Empl. abs. : Chier sire, les prelaz leurs viez Et leurs biens doivent exposer Sans soy excuser ou gloser, Pour la foy, pour le bien publique Et pour l'eglise apostolique. (Mir. ste Genev. S., c.1410-1420, 62).

 

-

Gloser sur qqn. "Critiquer, blâmer qqn" : Vueillez nostre conseil entendre En ce cas icy, et espandre De ce que volons proposer, Afin que ne puissons mesprandre. A ceste voye volons tandre Sur nous on ne puisse gloser. (Myst. siège Orléans H., c.1480-1500, 512).

 

e)

"Peser, évaluer qqc." : Li contes de Flandres glosa bien toutes ces parolles et les tint à veritables ; et voirement les estoient elles. (FROISS., Chron. R., XI, c.1375-1400, 84).

 

-

Empl. abs. "Réfléchir" : Et tels coses, à entreprendre un tel fait au commenchement font bien à glosser et à resongnier. (FROISS., Chron. R., X, c.1375-1400, 174).

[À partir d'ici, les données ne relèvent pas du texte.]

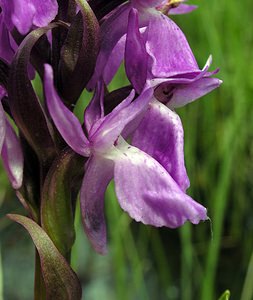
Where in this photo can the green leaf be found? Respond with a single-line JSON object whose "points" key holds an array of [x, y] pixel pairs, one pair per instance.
{"points": [[60, 280], [225, 295], [24, 103], [56, 207], [79, 53]]}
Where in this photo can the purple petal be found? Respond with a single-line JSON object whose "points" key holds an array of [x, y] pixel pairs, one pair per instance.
{"points": [[65, 121], [114, 61], [97, 176], [115, 122], [170, 52], [187, 93], [149, 194], [182, 9], [12, 156], [144, 4], [95, 109], [2, 123], [136, 57], [25, 13], [161, 135], [184, 88]]}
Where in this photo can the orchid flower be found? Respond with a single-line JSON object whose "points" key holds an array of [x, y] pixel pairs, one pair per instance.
{"points": [[23, 14], [114, 29], [10, 150], [144, 188]]}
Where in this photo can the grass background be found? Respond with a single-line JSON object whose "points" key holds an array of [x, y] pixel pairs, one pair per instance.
{"points": [[193, 262]]}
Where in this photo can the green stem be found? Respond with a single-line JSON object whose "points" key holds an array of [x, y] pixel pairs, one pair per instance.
{"points": [[39, 286]]}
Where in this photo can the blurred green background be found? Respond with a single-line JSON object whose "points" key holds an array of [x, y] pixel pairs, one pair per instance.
{"points": [[193, 262]]}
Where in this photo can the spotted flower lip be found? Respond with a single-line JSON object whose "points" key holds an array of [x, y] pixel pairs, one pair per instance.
{"points": [[144, 187], [23, 14]]}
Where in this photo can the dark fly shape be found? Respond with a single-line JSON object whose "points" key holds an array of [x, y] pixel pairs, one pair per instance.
{"points": [[164, 93]]}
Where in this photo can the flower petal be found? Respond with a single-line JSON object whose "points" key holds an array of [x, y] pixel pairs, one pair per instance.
{"points": [[98, 174], [182, 9], [169, 49], [112, 30], [65, 121], [114, 123], [95, 109], [2, 121], [161, 135], [6, 50], [149, 194], [12, 156], [187, 93], [25, 13], [136, 57]]}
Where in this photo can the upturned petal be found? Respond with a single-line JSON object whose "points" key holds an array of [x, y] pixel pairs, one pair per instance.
{"points": [[182, 9], [136, 58], [98, 174], [25, 13], [65, 121], [187, 93], [181, 89], [12, 156], [160, 134], [170, 52], [149, 194]]}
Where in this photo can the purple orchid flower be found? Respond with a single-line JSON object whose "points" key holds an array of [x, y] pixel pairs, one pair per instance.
{"points": [[23, 14], [10, 149], [114, 28], [144, 188]]}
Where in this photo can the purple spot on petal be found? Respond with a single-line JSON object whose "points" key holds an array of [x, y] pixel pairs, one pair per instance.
{"points": [[164, 93]]}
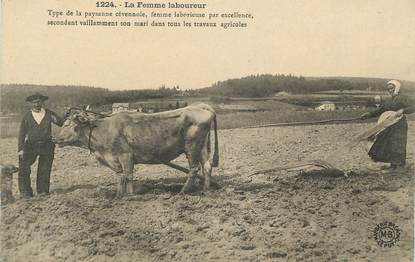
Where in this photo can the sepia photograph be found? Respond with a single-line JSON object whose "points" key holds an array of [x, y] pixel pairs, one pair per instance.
{"points": [[232, 130]]}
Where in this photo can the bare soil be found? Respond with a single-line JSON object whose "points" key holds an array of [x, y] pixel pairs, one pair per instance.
{"points": [[277, 216]]}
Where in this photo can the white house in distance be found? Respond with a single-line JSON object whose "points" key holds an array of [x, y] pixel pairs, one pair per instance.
{"points": [[120, 107], [326, 106]]}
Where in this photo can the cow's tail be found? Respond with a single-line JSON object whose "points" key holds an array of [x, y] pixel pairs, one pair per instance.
{"points": [[215, 161]]}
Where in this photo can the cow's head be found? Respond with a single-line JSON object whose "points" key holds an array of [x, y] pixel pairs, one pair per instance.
{"points": [[71, 130]]}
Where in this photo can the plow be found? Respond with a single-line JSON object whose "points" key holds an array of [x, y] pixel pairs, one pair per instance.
{"points": [[386, 120]]}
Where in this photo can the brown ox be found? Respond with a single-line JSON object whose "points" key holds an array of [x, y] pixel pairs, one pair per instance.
{"points": [[126, 138]]}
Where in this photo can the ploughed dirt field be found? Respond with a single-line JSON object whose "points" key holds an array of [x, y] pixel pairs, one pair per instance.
{"points": [[277, 216]]}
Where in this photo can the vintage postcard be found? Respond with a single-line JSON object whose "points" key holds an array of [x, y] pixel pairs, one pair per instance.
{"points": [[207, 130]]}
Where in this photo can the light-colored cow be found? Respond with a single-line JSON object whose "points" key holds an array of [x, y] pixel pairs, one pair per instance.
{"points": [[125, 139]]}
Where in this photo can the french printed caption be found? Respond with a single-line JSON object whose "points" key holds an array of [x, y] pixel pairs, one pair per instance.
{"points": [[168, 15]]}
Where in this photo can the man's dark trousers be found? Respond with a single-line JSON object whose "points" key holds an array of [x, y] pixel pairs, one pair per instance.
{"points": [[45, 150]]}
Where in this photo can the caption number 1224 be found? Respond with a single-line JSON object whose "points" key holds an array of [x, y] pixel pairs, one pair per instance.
{"points": [[104, 4]]}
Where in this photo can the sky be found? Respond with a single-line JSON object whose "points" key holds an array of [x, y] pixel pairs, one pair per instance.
{"points": [[365, 38]]}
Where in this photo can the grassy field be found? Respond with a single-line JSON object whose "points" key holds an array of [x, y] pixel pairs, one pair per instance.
{"points": [[10, 126]]}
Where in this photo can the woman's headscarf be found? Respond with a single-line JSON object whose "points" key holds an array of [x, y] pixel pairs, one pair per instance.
{"points": [[397, 86]]}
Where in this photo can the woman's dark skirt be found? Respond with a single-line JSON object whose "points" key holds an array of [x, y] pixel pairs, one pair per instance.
{"points": [[390, 144]]}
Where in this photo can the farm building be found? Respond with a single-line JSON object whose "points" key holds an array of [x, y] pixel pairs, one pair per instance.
{"points": [[282, 93], [326, 106], [120, 107]]}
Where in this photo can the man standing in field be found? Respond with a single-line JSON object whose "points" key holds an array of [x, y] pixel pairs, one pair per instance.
{"points": [[35, 140]]}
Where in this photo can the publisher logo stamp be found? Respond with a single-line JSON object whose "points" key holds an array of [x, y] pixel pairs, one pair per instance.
{"points": [[387, 234]]}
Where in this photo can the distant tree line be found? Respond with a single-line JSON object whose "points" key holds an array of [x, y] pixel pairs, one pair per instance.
{"points": [[268, 85], [12, 96]]}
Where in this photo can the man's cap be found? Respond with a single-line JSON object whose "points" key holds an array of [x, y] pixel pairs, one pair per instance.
{"points": [[36, 96]]}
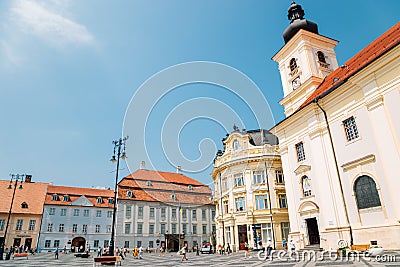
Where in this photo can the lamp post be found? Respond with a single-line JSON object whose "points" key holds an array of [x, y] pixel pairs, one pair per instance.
{"points": [[118, 144], [14, 178]]}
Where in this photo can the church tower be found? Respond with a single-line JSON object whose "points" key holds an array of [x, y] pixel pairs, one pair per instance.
{"points": [[305, 59]]}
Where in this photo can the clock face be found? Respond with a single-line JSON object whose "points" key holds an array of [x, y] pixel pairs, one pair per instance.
{"points": [[296, 82]]}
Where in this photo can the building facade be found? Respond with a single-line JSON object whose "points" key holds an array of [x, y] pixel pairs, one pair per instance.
{"points": [[340, 141], [77, 219], [157, 207], [26, 214], [250, 191]]}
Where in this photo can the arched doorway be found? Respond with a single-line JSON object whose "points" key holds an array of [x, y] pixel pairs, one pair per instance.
{"points": [[78, 243]]}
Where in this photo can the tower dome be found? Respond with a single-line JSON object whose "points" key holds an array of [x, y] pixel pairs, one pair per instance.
{"points": [[297, 22]]}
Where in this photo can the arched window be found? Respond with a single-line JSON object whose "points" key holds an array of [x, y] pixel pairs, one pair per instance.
{"points": [[321, 57], [293, 64], [306, 183], [366, 193]]}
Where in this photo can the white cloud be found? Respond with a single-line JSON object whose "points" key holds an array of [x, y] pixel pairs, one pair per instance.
{"points": [[47, 22]]}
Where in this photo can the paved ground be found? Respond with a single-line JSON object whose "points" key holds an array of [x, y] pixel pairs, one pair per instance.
{"points": [[172, 259]]}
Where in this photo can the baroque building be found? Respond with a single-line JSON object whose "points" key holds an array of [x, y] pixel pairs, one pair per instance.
{"points": [[340, 140], [156, 207], [250, 191]]}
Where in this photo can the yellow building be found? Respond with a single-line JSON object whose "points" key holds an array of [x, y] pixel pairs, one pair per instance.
{"points": [[250, 191], [26, 214]]}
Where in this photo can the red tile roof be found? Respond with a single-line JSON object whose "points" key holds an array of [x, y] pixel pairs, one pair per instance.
{"points": [[373, 51]]}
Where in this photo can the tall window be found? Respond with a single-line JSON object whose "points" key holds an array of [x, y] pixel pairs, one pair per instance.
{"points": [[300, 152], [19, 224], [282, 201], [261, 202], [258, 177], [240, 204], [32, 224], [321, 57], [350, 128], [293, 64], [306, 183], [366, 193], [238, 179], [279, 177]]}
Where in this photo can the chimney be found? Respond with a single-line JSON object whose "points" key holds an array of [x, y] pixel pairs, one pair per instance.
{"points": [[142, 165], [178, 169], [28, 178]]}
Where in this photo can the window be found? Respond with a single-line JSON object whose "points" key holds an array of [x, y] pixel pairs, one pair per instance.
{"points": [[282, 201], [293, 64], [238, 179], [306, 182], [204, 229], [240, 204], [151, 214], [366, 193], [194, 215], [128, 211], [203, 215], [235, 144], [32, 224], [285, 227], [140, 228], [19, 224], [163, 212], [52, 211], [279, 177], [63, 212], [151, 229], [321, 57], [173, 213], [350, 128], [127, 228], [76, 212], [261, 202], [258, 177], [194, 229], [300, 152], [140, 212]]}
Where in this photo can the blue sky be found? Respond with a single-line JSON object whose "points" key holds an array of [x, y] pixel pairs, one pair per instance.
{"points": [[68, 71]]}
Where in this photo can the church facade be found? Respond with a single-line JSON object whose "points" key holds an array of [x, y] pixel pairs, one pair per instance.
{"points": [[339, 143]]}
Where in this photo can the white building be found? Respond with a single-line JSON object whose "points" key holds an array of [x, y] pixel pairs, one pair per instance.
{"points": [[340, 142], [149, 204], [76, 218]]}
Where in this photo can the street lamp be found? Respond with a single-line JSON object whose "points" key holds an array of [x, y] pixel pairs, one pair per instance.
{"points": [[118, 144], [14, 178]]}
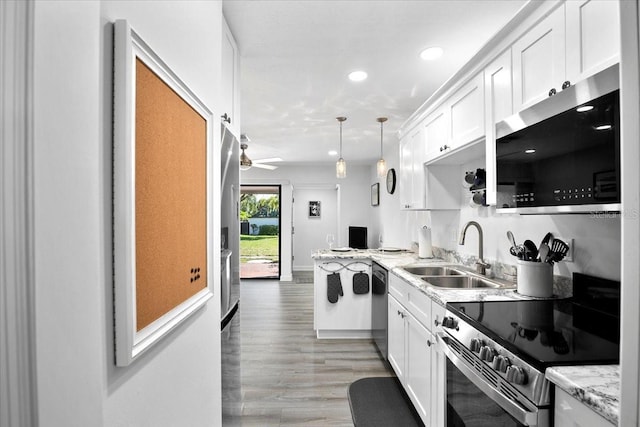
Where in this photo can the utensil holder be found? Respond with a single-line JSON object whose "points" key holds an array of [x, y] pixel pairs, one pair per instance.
{"points": [[535, 279]]}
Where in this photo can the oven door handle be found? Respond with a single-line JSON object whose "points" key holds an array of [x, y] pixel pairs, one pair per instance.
{"points": [[524, 416]]}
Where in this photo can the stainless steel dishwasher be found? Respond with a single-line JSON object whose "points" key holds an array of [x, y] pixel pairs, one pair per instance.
{"points": [[379, 307]]}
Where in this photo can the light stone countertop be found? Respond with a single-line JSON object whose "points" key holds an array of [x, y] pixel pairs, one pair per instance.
{"points": [[392, 261], [597, 387]]}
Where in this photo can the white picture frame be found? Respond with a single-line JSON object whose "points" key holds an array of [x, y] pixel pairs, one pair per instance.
{"points": [[131, 341]]}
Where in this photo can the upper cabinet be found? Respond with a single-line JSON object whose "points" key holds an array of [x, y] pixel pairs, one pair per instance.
{"points": [[498, 105], [539, 61], [230, 81], [412, 170], [573, 42], [593, 37], [552, 45], [466, 112]]}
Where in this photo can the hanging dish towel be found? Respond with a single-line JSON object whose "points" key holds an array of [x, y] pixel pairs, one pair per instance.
{"points": [[334, 287], [360, 283]]}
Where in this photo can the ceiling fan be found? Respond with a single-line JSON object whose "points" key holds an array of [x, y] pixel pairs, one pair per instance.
{"points": [[246, 163]]}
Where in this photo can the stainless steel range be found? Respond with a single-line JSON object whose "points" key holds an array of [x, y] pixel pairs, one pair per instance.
{"points": [[498, 351]]}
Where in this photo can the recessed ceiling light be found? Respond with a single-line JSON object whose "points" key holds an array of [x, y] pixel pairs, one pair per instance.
{"points": [[357, 76], [584, 108], [431, 53]]}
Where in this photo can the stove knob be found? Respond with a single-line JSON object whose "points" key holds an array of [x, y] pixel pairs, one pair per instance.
{"points": [[501, 363], [475, 344], [516, 375], [486, 354], [449, 323]]}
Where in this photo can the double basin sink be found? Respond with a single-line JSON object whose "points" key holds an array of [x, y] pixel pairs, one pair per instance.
{"points": [[455, 277]]}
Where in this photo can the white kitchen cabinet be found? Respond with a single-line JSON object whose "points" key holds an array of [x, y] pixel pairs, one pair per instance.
{"points": [[350, 316], [569, 412], [412, 170], [396, 337], [412, 349], [498, 99], [539, 61], [577, 40], [466, 113], [593, 37], [436, 131], [418, 372], [230, 80]]}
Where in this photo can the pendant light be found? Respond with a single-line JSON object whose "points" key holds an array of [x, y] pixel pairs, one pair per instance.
{"points": [[382, 165], [341, 165]]}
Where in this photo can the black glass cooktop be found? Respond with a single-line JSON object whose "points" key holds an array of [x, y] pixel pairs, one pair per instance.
{"points": [[584, 329]]}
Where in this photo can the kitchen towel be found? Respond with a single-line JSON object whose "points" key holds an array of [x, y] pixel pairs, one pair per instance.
{"points": [[334, 287], [360, 283], [425, 250]]}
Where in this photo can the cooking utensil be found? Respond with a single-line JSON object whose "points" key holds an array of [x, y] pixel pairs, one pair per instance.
{"points": [[546, 239], [543, 252], [512, 239], [559, 250], [531, 251]]}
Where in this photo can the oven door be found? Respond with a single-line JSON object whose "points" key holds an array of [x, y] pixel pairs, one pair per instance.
{"points": [[473, 401]]}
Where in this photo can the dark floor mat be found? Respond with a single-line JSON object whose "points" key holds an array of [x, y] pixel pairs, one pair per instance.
{"points": [[381, 401]]}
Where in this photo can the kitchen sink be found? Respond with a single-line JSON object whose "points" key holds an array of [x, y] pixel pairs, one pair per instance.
{"points": [[425, 270], [463, 282]]}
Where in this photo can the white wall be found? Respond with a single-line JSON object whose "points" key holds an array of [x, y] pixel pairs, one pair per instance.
{"points": [[177, 382], [355, 196]]}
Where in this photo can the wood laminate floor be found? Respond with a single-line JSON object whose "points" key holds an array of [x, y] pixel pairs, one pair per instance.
{"points": [[289, 377]]}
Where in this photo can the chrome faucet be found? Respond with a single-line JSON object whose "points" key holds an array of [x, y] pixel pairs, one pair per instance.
{"points": [[481, 265]]}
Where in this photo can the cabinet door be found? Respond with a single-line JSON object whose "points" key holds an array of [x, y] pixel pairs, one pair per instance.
{"points": [[569, 412], [498, 99], [405, 180], [593, 37], [418, 367], [396, 337], [466, 111], [539, 61], [436, 134]]}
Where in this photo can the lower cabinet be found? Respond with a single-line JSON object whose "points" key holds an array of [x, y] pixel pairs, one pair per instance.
{"points": [[569, 412], [412, 351]]}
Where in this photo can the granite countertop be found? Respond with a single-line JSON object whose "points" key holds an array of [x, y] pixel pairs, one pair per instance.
{"points": [[392, 261], [597, 387]]}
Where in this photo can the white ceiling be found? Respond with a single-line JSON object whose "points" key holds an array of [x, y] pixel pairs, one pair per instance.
{"points": [[295, 57]]}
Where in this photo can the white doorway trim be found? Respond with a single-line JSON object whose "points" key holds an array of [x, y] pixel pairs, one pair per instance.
{"points": [[18, 390]]}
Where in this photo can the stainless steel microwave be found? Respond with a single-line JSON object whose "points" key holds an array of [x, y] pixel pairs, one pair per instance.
{"points": [[563, 154]]}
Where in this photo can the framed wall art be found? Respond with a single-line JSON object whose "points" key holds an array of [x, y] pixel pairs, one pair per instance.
{"points": [[314, 209], [162, 208], [375, 194]]}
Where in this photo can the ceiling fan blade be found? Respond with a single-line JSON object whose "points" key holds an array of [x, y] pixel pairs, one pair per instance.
{"points": [[262, 166], [270, 160]]}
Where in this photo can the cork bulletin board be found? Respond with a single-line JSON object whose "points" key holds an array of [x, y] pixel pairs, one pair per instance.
{"points": [[162, 207]]}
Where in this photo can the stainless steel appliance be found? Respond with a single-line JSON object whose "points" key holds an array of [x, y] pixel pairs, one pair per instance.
{"points": [[562, 155], [497, 351], [379, 308], [229, 280]]}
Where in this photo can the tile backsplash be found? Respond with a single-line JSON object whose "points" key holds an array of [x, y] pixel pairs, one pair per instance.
{"points": [[562, 286]]}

Quant le duc de Bretaigne ot oy parler l'evesque de Lengres, il pensa ung petit, et bien y ot cause qu'il fust pensieus, car les parolles dictes et monstrées faisoient bien à gloser (FROISS., Chron. M., XIV, c.1375-1400, 15).

 

f)

"Comprendre, tirer une leçon de qqc." : Qu'elle n'a pooir ne vigour De donner, fors peinne et labour. Retien et glose ; Car ses joies ne sont que plour, Et ses richesses glace en four. (MACH., R. Fort., c.1341, 37). Et tu t'en plains ? Fais tu a droit ? Que vues tu qu'elle plus te face ? Ne t'a elle fait assez grace, Quant elle t'a, se bien le gloses, Fait user des estranges choses ? Car elles ne sont mie tiennes, Einsois sont de son droit et siennes. (MACH., R. Fort., c.1341, 97). ...mais il ne glosa pas le peril où il estoit (FROISS., Chron.[Livre IV] V., c.1400, 812).

 

-

"Tenir compte de qqc." : Chil bourgois de Tournai entendirent bien ces parolles ; si les retinrent et glosèrent, et dissent que de tout ce, iaulx revenu à Tournai, il en aviseroient la bonne ville et les gens. (FROISS., Chron. R., X, c.1375-1400, 271). Je tieng les oncles du roy si courrouchiez sus le conseil du roy et sus le duc d'Irlande que, se vous estes tenus, n'en partirez point en vie ; et glosez bien toutes mes parolles, car elles sont vrayes. (FROISS., Chron. M., XIV, c.1375-1400, 65).

 

g)

Gloser à qqn. "Donner des assurances à qqn" : Tel qui te promet et te glose, Se y venit a la parclose, Il te laisseroit au passaige. (DUPIN, Mélanc. L., c.1324-1340, 17).